FLAT turns video diffusion latents into triangle-based 3D scenes

FLAT aims to turn latent video features into usable scene geometry

Researchers from Google Research, the University of Oxford and the Technical University of Munich have introduced FLAT, a feedforward method that decodes video diffusion latents into explicit triangle-based 3D scene representations. The work, presented as a preprint, is designed to improve geometric accuracy while keeping the rendering pipeline lightweight and practical for downstream use.

Unlike approaches that first generate volumetric or implicit scene data and then refine it, FLAT predicts surface-aligned triangle splats in a single forward pass. The authors say this makes the output easier to render with standard triangle rasterizers and more suitable for later refinement into assets that can support physics-based interaction.
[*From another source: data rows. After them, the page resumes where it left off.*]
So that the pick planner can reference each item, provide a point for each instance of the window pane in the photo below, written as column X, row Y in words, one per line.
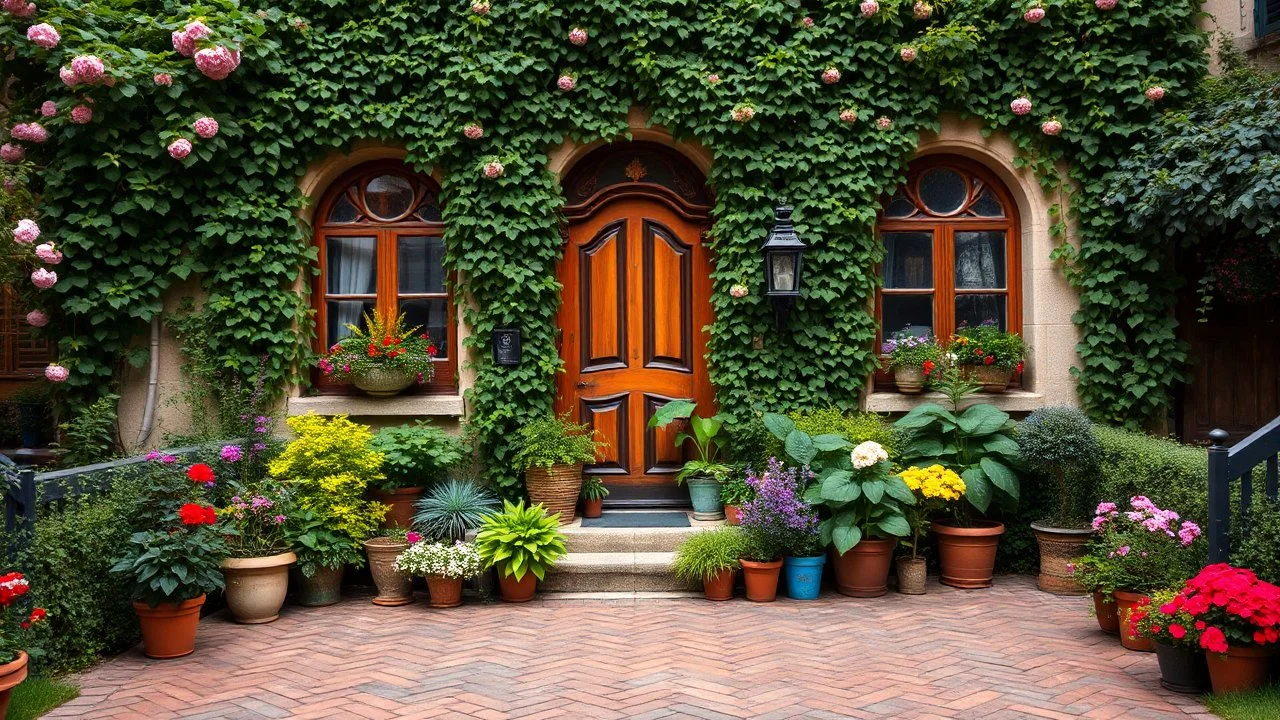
column 973, row 310
column 912, row 314
column 421, row 264
column 981, row 259
column 342, row 313
column 908, row 259
column 433, row 317
column 944, row 191
column 352, row 267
A different target than Gaussian splats

Many recent feedforward scene generation systems have focused on 3D Gaussians or similar volumetric primitives. FLAT takes a different route. The method uses the structure already present in compressed video diffusion latents and maps those latent features directly to triangle splats, which represent surfaces more explicitly.

According to the researchers, that change in representation matters because triangles are a better fit for applications that need clear geometry, not just visually plausible output. The system is intended to preserve competitive visual quality while improving the consistency of the underlying shape.

To make triangle regression stable, the team introduced geometry-focused training choices, including a ray-centered triangle parameterization and a product window rendering function. The paper says these design elements help keep gradients usable even when small orientation errors would otherwise disrupt optimization.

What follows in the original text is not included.